If it weren’t for novels, I’d probably have gone into science. Well, given my joy in reading history, perhaps not. However, I find myself never more than a few days away from reading a novel and have been so afflicted since I discovered the adult section of the Langley Field Base library before I entered my teen years. And there are some novelists to whom I turn when I need a little rest upon my mind, novelists whose subject matter, skill and stillness are guaranteed to make me appreciate my fellow human beings more than I sometimes do.  That’s the case, for example, with such contemporary American novelists as Anna Quindlen, whom I first discovered when she worked as a New York Times journalist, with Marilynne Robinson, Edward Jones and Elizabeth Stout. And it’s the case with my favorite all-time author, Eudora Welty.

These novelists tend to write about domestic matters, about little people – that is, they capture the activities of daily life among the not so rich or famous. They have in common the notion that all people are interesting, that the dilemmas of everyday things are as richly layered and laden with lessons as grand tragedies.

My go-to person when I’m feeling rumpled by current events is Anne Tyler. She has an interesting connection to North Carolina, having been raised for several years in the Celo Community, a Quaker commune in the Blue Ridge Mountains. When her family later moved to Raleigh, she found herself a technological know-nothing and left at age 16 for college. Tyler wanted to attend Swathmore, founded by the same Hicksite branch that settled near Celo, but ended up at Duke, where her teachers included Reynolds Price and where Fred Chappell was a classmate. (For those of you who do not know NC writers, we’re talking here about literary royalty.)

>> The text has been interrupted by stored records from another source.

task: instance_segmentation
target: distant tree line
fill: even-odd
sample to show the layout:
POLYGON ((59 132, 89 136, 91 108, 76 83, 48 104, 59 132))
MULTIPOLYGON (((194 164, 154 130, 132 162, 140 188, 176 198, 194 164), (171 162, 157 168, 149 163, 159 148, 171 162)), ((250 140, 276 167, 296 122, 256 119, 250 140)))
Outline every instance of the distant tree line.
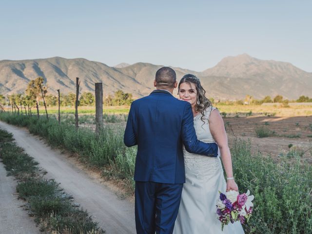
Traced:
MULTIPOLYGON (((75 105, 76 95, 70 93, 67 95, 61 94, 60 105, 74 106, 75 105)), ((103 103, 107 106, 130 105, 133 101, 132 94, 118 90, 114 95, 109 95, 104 98, 103 103)), ((46 112, 46 106, 56 106, 58 105, 58 97, 47 94, 47 86, 44 85, 43 79, 39 77, 31 80, 24 94, 13 94, 5 96, 0 94, 0 111, 5 111, 6 106, 11 112, 18 114, 32 115, 32 110, 37 108, 39 115, 39 106, 44 105, 46 112)), ((83 93, 78 100, 79 106, 94 106, 95 97, 89 92, 83 93)))

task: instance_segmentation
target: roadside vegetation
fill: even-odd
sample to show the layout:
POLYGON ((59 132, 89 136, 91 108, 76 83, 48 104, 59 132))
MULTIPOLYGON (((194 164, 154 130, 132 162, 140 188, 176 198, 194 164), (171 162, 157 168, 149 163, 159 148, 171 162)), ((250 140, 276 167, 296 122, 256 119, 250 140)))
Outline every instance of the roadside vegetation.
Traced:
POLYGON ((86 211, 76 207, 73 197, 54 180, 44 178, 38 163, 16 145, 12 135, 0 129, 0 157, 18 180, 17 191, 27 202, 41 232, 55 234, 100 234, 104 232, 86 211))
MULTIPOLYGON (((76 130, 72 124, 61 122, 58 125, 55 118, 48 121, 44 116, 38 119, 2 113, 0 119, 27 127, 51 145, 65 149, 86 165, 98 168, 103 176, 118 180, 129 195, 133 194, 136 149, 123 144, 124 125, 106 124, 97 137, 91 129, 76 130)), ((312 165, 306 160, 304 152, 290 146, 288 151, 274 159, 252 153, 250 143, 244 141, 237 141, 232 149, 240 191, 249 189, 255 196, 253 217, 244 226, 246 233, 312 233, 312 165)), ((31 184, 25 186, 37 186, 31 184)), ((48 191, 54 183, 49 182, 46 186, 44 191, 48 191)), ((24 194, 23 189, 20 188, 21 194, 24 194)), ((57 200, 55 202, 58 204, 57 200)))

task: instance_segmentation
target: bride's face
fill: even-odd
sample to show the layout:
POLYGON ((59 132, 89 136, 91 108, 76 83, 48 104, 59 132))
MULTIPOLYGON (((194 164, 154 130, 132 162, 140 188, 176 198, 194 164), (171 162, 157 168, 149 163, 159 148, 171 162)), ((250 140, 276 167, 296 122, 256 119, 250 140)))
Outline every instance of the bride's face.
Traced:
POLYGON ((180 85, 179 95, 182 100, 188 101, 192 106, 195 106, 197 102, 196 85, 192 82, 182 83, 180 85))

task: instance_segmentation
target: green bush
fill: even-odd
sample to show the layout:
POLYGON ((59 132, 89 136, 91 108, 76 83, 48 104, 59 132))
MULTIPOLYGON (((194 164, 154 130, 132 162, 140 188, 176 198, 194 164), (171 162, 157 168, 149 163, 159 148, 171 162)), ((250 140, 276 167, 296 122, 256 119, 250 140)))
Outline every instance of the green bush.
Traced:
POLYGON ((55 195, 58 184, 54 180, 30 179, 20 183, 16 190, 24 199, 31 196, 46 196, 55 195))
POLYGON ((250 143, 241 141, 232 149, 233 168, 241 192, 254 195, 253 216, 246 233, 312 233, 312 166, 301 163, 300 156, 290 159, 280 155, 253 156, 250 143))

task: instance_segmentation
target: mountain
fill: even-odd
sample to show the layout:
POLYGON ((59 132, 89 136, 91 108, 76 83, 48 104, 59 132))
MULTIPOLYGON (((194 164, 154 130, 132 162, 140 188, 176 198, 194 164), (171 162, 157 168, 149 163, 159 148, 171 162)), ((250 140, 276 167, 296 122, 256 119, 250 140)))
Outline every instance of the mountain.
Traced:
MULTIPOLYGON (((110 67, 84 58, 60 57, 3 60, 0 61, 0 93, 23 93, 28 82, 38 77, 43 78, 48 92, 53 94, 59 89, 63 93, 75 92, 76 78, 79 77, 81 92, 94 92, 95 83, 102 82, 104 96, 120 89, 137 98, 154 89, 155 73, 162 66, 139 62, 110 67)), ((208 97, 237 99, 247 94, 257 98, 279 94, 296 99, 301 95, 311 96, 312 73, 289 63, 261 60, 247 54, 225 58, 214 67, 201 72, 173 68, 178 81, 187 73, 197 76, 208 97)))
POLYGON ((246 54, 225 58, 200 76, 214 80, 212 84, 217 93, 224 89, 232 93, 229 96, 241 97, 248 94, 262 98, 279 94, 294 99, 301 95, 311 96, 312 90, 312 73, 288 62, 261 60, 246 54))
POLYGON ((129 63, 127 63, 126 62, 122 62, 121 63, 119 63, 119 64, 117 64, 114 66, 114 67, 116 67, 117 68, 122 68, 123 67, 126 67, 128 66, 129 66, 130 64, 129 63))

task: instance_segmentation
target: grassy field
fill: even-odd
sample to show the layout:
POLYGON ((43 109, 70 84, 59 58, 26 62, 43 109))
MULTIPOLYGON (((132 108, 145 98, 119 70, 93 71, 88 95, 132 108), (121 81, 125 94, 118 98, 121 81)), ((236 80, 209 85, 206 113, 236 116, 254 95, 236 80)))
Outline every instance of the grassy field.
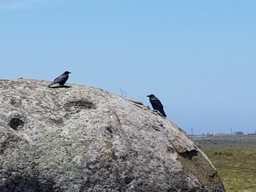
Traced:
MULTIPOLYGON (((256 138, 208 138, 196 140, 213 164, 256 169, 256 138)), ((256 192, 256 171, 216 168, 226 192, 256 192)))

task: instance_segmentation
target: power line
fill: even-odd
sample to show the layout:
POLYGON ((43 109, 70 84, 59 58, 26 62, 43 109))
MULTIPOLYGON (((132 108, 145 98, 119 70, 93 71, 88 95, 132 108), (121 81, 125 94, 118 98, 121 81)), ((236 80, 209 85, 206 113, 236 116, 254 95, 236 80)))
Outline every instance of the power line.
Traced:
POLYGON ((222 166, 222 165, 220 165, 220 164, 214 164, 214 165, 216 168, 224 168, 226 170, 240 170, 241 172, 251 172, 256 173, 256 169, 255 169, 255 168, 240 168, 240 167, 237 167, 237 166, 222 166))

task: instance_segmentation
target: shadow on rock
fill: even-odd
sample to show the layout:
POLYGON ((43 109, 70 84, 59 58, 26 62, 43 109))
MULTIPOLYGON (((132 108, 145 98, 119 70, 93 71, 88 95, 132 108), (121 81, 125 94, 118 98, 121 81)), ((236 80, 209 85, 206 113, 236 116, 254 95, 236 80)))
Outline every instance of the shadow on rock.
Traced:
POLYGON ((48 86, 49 88, 70 88, 71 86, 48 86))

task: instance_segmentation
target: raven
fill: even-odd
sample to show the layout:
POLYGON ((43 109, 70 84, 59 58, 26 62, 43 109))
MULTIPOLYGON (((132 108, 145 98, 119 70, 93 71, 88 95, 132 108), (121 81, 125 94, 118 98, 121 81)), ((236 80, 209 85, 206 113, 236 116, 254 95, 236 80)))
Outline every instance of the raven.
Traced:
POLYGON ((152 105, 153 108, 155 110, 158 110, 164 116, 166 117, 166 114, 164 111, 164 106, 162 106, 162 104, 161 104, 161 102, 160 102, 160 100, 159 100, 152 94, 146 96, 150 98, 150 102, 152 105))
POLYGON ((50 84, 48 86, 52 86, 52 84, 60 84, 60 86, 63 86, 64 84, 65 84, 65 82, 66 82, 66 80, 68 78, 68 74, 71 74, 71 72, 65 72, 64 73, 62 74, 59 77, 56 78, 55 80, 54 80, 54 82, 52 83, 50 83, 50 84))

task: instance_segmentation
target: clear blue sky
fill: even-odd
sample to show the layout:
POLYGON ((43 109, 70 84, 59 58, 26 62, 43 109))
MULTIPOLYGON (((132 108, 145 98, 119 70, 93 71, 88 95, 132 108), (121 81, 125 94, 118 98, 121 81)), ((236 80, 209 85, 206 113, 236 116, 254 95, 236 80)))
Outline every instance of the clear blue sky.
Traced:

Ostensibly Tyler despises all of Shakespeare’s plays and abhors Taming of the Shrew the most. So, it’s not a surprise that Kate Battita, her shrew, comes off a lot better in the novel than she did in the play. The book includes a befuddled, absent-minded single father, who’s a scientist; his assistant (not Igor of Frankenstein fame, but Pyotr), who is facing the prospect of losing his legal immigration status (poor dad can’t carry on his research without him, so he nominates his daughter as prospective spouse); Bunny, an incorrigible sister; a couple of other family members and friends to complicate a wedding; and, of course, Kate, an awkward, acerbic teacher’s aide.

It all works out quite nicely. There’s even a Nobel Prize. Happy reading.